インバル&都響のフランク 熱いロマンティスムに酔った!
2022年12月19日、東京文化会館で東京都交響楽団定期演奏会を聴いた。指揮はエリアフ・インバル。曲目は、前半にマルティン・ヘルムヒェンのピアノが加わってベートーヴェンのピアノ協奏曲第5番「皇帝」、後半に、セザール・フランクの交響曲ニ短調。
ピアノの貴公子として話題のヘルムヒェンなので期待したのだったが、どうも私の好みのピアニストではなかった。私はピアノ曲はあまり聴かないので、よくわからないのだが、どうも指づかいにムラがあるような気がする。
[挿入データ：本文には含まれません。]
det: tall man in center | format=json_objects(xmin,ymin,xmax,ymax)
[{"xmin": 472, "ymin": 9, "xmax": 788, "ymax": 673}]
「皇帝」の冒頭の華麗なピアノも、なんだか私には指の引っ掛かりがあるように聞こえる。歌心といえるのかもしれないが、私には美しく聞こえない。その後も、妙に性急で余裕を感じない。そのため構築性を感じない。第2楽章のリリシズムも私はあまり響かなかった。
ただオーケストラは、勢いがあり、若々しい。久しぶりのインバルの指揮だが、さすがというか。まったく年齢を感じさせない。
ピアノのアンコールは、シューマンだとのこと。本人が曲名を言ったが、「シューマン」以外は聞き取れなかった。これもとてもロマンティックな演奏で。歌心にあふれているといえるのだが、このような演奏は私には情緒的に揺れているような気がして落ち着かない。
後半のフランクは、打って変わって素晴らしかった。
まさに煮えたぎるようなロマンティスム。色彩的なオーケストラ。色彩的といっても、ラヴェルやドビュッシーのような印象派的な色彩ではなく、ドラクロアのような色彩とでもいうか。情念が渦巻き、音がダイナミックにたたきつけられる。しかし、形は崩れず、しっかりとした構築美が保たれている。フランクの交響曲のあるべき演奏だと思った。熱い音に私は何度か感動に震えた。都響の音色は本当に素晴らしい。金管楽器も色気のある音で、フランクにピッタリ。イングリッシュホルンの響きもとても美しかった。
久しぶりにインバルの指揮を堪能した。素晴らしかった。